IL CANTO DEL LAVORO
Dèmetra, tu che moltiplichi i pomi e le spiche, provvedi
che questo grano sia ben mietuto, e che renda buon frutto.
Lavoratori, i mannelli stringete, ché alcuno non dica:
«Gente di pasta frolla! Quanti altri quattrini buttati!»
Il taglio del covone di Zefiro al soffio esponete,
oppur del Tramontano: ché allora s’impinguano i chicchi.
Di mezzogiorno il sonno fuggite, se il grano battete:
ché proprio allor la pula si stacca piú presto dal grano.
Comincia a mieter quando si sveglia la lodola in cielo,
smetti quando s’addorme: riposa ne l’ore piú calde.
Vita beata il ranocchio, bimbi miei!

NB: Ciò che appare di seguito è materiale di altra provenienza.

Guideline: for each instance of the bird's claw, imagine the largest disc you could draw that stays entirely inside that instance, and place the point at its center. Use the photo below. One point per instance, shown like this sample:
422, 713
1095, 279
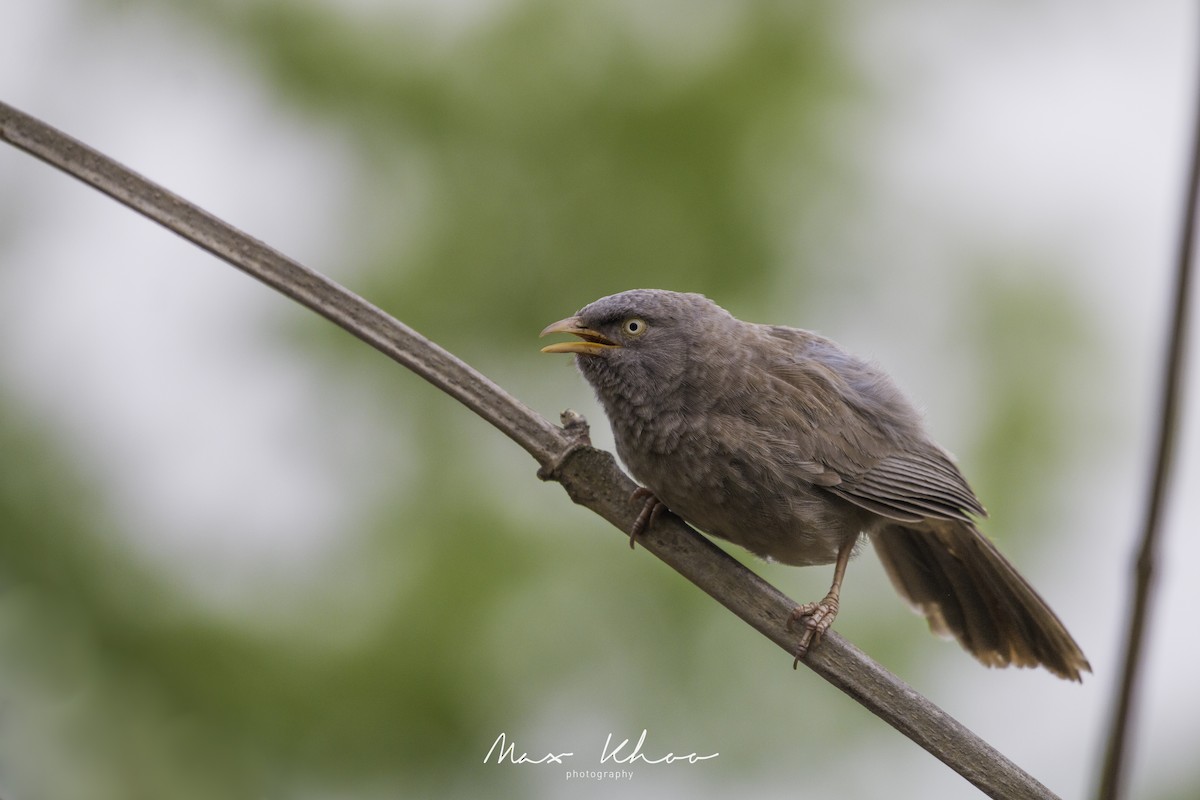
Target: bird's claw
816, 618
651, 510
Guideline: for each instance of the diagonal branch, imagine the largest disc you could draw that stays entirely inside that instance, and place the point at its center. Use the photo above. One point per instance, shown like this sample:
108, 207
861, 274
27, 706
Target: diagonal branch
589, 476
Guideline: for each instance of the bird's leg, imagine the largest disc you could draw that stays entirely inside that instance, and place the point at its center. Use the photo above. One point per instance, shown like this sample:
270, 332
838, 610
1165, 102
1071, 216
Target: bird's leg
651, 510
820, 615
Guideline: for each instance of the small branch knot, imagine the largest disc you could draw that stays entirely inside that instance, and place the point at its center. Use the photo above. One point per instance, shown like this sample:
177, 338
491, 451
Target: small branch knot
576, 428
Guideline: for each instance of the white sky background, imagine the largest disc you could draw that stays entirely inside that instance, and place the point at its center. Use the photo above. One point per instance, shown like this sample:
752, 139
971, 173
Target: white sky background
118, 331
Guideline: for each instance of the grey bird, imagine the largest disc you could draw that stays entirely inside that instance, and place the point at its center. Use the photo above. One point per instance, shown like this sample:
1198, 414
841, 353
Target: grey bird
779, 440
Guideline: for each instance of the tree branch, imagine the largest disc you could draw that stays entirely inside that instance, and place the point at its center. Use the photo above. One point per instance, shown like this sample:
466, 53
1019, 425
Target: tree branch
1113, 777
591, 476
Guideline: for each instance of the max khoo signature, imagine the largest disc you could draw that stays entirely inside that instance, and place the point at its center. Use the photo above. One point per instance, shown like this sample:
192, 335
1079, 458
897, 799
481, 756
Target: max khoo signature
611, 753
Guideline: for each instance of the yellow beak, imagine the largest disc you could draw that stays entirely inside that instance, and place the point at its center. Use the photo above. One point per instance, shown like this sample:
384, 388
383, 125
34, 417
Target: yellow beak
592, 342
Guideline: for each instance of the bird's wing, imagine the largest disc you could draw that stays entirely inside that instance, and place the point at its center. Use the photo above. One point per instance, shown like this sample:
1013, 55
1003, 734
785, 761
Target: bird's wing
862, 439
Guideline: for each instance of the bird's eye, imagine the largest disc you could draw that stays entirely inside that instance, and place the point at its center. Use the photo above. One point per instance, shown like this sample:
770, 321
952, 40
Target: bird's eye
634, 326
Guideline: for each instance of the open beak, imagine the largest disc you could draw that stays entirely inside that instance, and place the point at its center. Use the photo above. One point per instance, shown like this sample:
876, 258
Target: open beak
591, 342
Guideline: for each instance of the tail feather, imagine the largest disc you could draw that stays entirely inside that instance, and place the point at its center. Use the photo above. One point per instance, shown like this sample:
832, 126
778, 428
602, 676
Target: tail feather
967, 589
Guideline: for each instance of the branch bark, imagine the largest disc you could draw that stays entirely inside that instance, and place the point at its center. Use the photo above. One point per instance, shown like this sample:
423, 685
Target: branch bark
591, 476
1114, 771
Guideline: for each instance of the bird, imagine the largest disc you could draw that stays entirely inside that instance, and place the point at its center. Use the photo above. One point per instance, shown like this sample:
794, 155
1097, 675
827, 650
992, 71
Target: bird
781, 441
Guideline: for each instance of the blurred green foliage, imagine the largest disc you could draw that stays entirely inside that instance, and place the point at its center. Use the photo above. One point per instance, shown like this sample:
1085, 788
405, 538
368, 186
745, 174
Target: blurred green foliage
511, 170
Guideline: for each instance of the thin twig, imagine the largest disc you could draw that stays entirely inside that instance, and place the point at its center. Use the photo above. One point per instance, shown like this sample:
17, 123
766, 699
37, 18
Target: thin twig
591, 476
1114, 777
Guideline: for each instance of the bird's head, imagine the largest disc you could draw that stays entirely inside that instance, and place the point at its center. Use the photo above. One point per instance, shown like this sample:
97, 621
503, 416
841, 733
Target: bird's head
636, 344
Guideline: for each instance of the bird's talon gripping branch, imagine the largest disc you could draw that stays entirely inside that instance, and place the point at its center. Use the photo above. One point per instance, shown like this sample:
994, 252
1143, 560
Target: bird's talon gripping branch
816, 618
651, 510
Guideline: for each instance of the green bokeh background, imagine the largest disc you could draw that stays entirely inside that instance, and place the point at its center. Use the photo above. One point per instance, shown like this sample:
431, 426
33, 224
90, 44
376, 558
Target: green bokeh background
543, 156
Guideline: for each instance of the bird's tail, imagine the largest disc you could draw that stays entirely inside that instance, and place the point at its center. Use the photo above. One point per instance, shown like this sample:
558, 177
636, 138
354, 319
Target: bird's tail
966, 589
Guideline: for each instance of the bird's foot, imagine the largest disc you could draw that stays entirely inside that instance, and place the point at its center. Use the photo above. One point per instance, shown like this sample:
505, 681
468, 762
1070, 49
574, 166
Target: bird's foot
816, 618
651, 510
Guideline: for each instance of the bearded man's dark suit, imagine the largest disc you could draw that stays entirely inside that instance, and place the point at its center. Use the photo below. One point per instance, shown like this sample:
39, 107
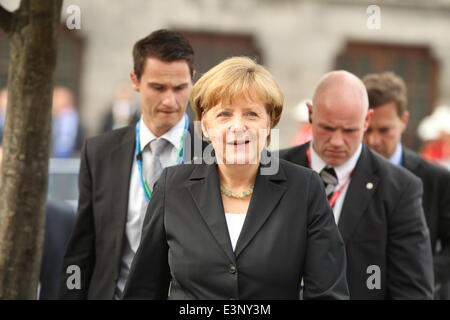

Non deve angustiarsi
di chi gli mesca bere: n’ha lí, sin che vuole, nel botro.
Capoccia, quelle lenti le avresti a far cuocere meglio.
Quando spartisci il finocchio, fa’ piano, ti tagli le mani! —
Deve cantare cosí, chi al solco travaglia, o bifolco.
La tua canzone invece, d’amore, da morto di fame,
valla a cantare al letto di mamma che a brúzzolo s’alza.